フィールはいつものように言った。自己紹介をしていない相手へのお決まりの一言も忘れずに。
それが引き金となった。

「お前は誰だだって?頭がイカレたのか?」

ジェームズは忍耐を放り捨て、敵意を剥き出しにした。
せっかく耐えようと、理解しようとしていたのに、この女は――フィールの一言は噂で知っていたが、この場で言うのはとても無神経だとジェームズには思えたのだ。
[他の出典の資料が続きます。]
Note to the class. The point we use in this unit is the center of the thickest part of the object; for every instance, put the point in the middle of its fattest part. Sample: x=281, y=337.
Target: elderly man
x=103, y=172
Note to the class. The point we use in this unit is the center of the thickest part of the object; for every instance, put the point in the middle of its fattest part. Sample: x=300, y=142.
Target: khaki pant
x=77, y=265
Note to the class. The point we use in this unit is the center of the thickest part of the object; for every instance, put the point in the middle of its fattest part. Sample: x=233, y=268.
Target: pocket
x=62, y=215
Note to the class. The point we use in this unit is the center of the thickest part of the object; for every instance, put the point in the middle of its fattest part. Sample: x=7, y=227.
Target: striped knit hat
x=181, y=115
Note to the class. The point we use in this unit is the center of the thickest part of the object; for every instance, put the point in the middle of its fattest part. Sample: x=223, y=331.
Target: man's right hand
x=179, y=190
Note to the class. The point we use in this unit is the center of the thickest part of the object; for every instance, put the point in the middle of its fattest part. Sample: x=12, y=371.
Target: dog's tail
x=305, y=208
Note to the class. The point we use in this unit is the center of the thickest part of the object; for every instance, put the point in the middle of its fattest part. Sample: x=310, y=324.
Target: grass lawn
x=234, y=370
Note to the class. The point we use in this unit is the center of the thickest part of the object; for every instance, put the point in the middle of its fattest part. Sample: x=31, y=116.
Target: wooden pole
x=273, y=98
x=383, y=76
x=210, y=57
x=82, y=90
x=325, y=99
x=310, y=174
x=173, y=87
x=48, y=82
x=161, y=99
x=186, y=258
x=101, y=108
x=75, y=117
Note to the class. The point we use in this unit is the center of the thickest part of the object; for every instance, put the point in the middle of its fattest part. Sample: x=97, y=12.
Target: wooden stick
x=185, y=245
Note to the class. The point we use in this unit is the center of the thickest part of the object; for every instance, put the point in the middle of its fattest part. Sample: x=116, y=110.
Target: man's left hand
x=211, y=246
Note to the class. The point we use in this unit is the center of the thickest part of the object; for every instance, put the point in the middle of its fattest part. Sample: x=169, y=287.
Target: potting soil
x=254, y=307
「イカレているんだろうな、何をしても、エバンズを傷つけても後ろめたさのカケラも感じない奴だからな!」
「私は私に名前を教えた奴のことしか覚えられないんだ」

紙面や書籍ではまた違うが――ジェームズを無視してフィールが言った言葉は、いつかシリウスも言われた言葉だ。
ただし今は、それは説明ではなく火に油を注ぐ行為でしかない。

「ならお前の顔に書いてじっくり読めるようにしてやるさ」
「顔に書いたら読めないだろう。私は手鏡なんて持っていないし、仮に鏡で見ても逆さまになるだろう」

頬を引き攣らせ、今にも杖を取り出さんとするジェームズに、フィールはまたとぷとぷと油を注ぐ。
シリウスが内心でやめろ、と念じるが、声でないそれは届かない。

「いや、逆さまに書けば鏡で見れるのか。どうだろうか、えー……誰だ」
「なら全身に刻み込めば、鏡なんていらなくなるだろう」

無自覚に、加えて本人は真面目に言っているのだから質が悪い。
ジェームズはとうとうローブに手を突っ込んだ。
フィールの素早さはイディオを殴る姿を見てしっかり知っていたので、二の舞にならないよう一歩飛び退き距離を取る。
シリウスははっとした。フィールの足下に、小さな赤い池が出来ている。来た道を目で辿ると、点々とそれは続いていた。
まさか――池の正体に気付き、シリウスは絶句した。距離からしても、池の大きさからしても、相当な量である。フィールの顔をよく見れば、血の気を失い真っ青を通り越して真っ白だった。

「深く記してやる――お前の血で――!」
「やめろジェームズ!」

取り出した杖をフィールに向けるジェームズを、ようやく絞り出した声で止める。

「シリウス!?」

思っても見なかったシリウスの制止に、ジェームズが驚き身を強張らせた、まさにその瞬間。

「ああ、血ならここにある ぞ  ? ―― 」

ぷつりと糸が切れたように、電池が切れたように。
フィールは倒れた。
ぱしゃ、と血溜まりが波打った。
廊下は水を打ったように静まった。

ジェームズは杖を持ったまま、シリウスは頭を抱え、リーマスは目を見開き、ピーターは手で口を押さえて固まっている。
フィールはぴくりとも動かなかった。倒れたまま、不格好な姿で瞳を閉じている。

逸早く我に返ったシリウスが、フィールに駆け寄る。後にリーマスが続いた。ピーターは血に怯えているのか、震えてその場に留まった。
ジェームズは呆然としたまま、突っ立っていた。

シリウスが起こしても、フィールはやはり動かなかった。すっかり気を失ったようで、瞳は閉じられたままだ。
だらりと垂れた左手首から、今も絶え間なく血が流れている。
ピーターも意を決したのか駆け寄ると、フィールの顔をのぞき込んだ。

「急いでるって……医務室に行きたかったんだ……!」

震える声で言うピーターに、シリウスが舌打ちする。

「何で――何で言わなかったんだ!」

ドン、と廊下を強く叩く。
自分がもっと早く気付いていれば、フィールが言ってさえいれば。別の苛立ちが生まれたが、それをぶつけたくともフィールには聞こえない。

「とにかく急ごう。このままじゃ危険だ」

リーマスが冷静に言い、ハンカチで止血する。
シリウスは頷き、フィールを抱き上げた。

シリウスはまた苛立った。血を流し過ぎたからだろうか、その体がやけに軽かったからだ。
フィールはまるで、何も入っていないような――そこにいないような――恐ろしい軽さだった。